We have successfully run an office network with various Linux servers (Ubuntu) and Windows+Linux clients for several years now. One server acts as and internal DNS server using the DNSmasq light-weight DNS server package.
And just today I found out that the command
$ nslookup machine.domain.com
works, but
$ nslookup machine.domain.com/
does NOT work --> Non-existent domain / NXDOMAIN
This happened on an Ubuntu machine as well as on a Windows machine.
Is this just because here (i.e. when using cmds like "nslookup" or "host"), the slash at the end is considered being part of the domain name, i.e. top-level domain being "com/"? Or does it indicate some misconfiguration of our internal DNS server?

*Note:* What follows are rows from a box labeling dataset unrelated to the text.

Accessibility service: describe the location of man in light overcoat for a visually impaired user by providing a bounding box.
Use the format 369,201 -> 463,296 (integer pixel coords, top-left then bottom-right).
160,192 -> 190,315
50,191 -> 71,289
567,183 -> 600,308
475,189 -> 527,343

Obviously, browsers "usually" handle this slash correctly in the sense that they use just the domain name without the slash for DNS lookup and thus get an answer. I put the "usually" here because just today I came across a fresh Firefox installed on a fresh Ubuntu 22.04 LTS installation where entering the slash in the browser address bar (i.e. machine.domain.com/
) strangely ended with the NXDOMAIN error message mentioned above.
And - even stranger - only after a successful lookup by removing the trailing slash, it also started to work with the "slashed address". This latter behavior might be caused by Firefox caching...
Anyone having some insights for me? Is it maybe even a combination of my missing understanding how DNS works (i.e. a trailing slash or even a subsequent path actually really points to a "different domain") and a Firefox bug (i.e. erroneously including the slash in the DNS query in the installed Firefox version)? Thanks!